If we think of programming as a language between humans and computers, we can see that this language has evolved through time. From punch cards, to ForTran, C, C++ and many more: Java, Python, Rust, Go, Groovy, Julia, Kotlin, Wtf, etc.
Actually “Wtf” is not a programming language, but could sound like one. we have BrainFuck, why not “Wtf”?
But these languages are for computer programmers and experts. The cost of training a programmer is high and creating a new language which encompasses all other languages might be the worst idea.

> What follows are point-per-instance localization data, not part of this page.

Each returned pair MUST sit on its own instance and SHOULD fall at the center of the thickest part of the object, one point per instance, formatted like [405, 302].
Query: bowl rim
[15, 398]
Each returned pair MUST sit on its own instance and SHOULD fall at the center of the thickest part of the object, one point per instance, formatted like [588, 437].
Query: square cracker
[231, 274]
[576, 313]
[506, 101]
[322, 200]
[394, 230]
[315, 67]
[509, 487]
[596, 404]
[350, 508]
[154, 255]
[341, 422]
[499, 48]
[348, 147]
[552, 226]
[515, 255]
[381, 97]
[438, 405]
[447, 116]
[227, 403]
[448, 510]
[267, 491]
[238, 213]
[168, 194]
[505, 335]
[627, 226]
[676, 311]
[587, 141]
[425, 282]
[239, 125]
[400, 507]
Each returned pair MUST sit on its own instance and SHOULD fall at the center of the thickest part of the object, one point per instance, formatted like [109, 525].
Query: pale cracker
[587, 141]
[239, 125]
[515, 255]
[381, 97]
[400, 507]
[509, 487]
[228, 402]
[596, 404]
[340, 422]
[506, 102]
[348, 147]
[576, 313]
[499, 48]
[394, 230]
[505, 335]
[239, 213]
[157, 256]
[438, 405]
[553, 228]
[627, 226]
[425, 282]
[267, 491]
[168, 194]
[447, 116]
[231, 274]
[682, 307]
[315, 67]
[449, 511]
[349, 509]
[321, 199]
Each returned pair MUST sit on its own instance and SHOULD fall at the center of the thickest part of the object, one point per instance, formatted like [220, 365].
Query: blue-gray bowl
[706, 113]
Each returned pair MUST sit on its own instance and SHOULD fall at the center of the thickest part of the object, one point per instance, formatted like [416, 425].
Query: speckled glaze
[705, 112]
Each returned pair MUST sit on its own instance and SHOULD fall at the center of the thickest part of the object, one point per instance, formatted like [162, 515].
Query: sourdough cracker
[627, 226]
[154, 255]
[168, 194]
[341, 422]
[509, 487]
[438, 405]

Programming languages have a huge amount of overlapping concepts where just the syntax and naming is different. For example if you learn an object oriented programming language, you learn the next one a lot easier as the concept is the same with minor changes in implementation. An example of these overlaps can be found in ORMs like Django, SqlAlchemy and Ruby on Rails where the same concept is used similarly in different languages.
So here comes the big question:
Why not Use Natural Language as a Programming language?
Why not just use plain english as a language between humans and computer? Maybe we could not do it efficiently in the past. But we might be able now. I will explain later in this post.
Programming is cool until you learn it. After that, you just code and if you bump into problems, you search Stackoverflow, and it is not much cool. So just automatically open stackoverflow when an error happens? Great idea and this meme:

So the problem definition is this:
How to use plain language as a programming language?
Approaches to solve this problem:
- Translation (sequence to sequence)
Just like when we translate english to french.
Instead, we can see it as: translate english to python - Abstract Syntax Tree generation (sequence to graph)
We can generate AST of code instead of text. This can be a good idea as graphs might have better inductive bias. - Semantic search engine on code
We have good search engines for text. We can build a search engine where you search and it finds the code that matches your needs.
In the rest of this post I try give you a sense why recent developments in technology might bridge the gap between natural language and programming.
Language Models
If we are gonna use natural language as a programming language, we should have tools to process it. We are seeing better and better language models being developed every day. These language models are able to learn and hold context in long sequences and even generate plausible articles.
You can check Open-AI blog post to learn about their capabilities: Better Language Models
For more technical details, check this video from Alec Radford (also from Open-AI): Language Models (Deep Unsupervised Learning course spring 2020 Berkeley)
Working with Graphs (AST)
Syntax tree is a good representation of source code and some people are working with graph representations of source code (graph generation, graph embedding, sequence to graph, graph to sequence, etc.).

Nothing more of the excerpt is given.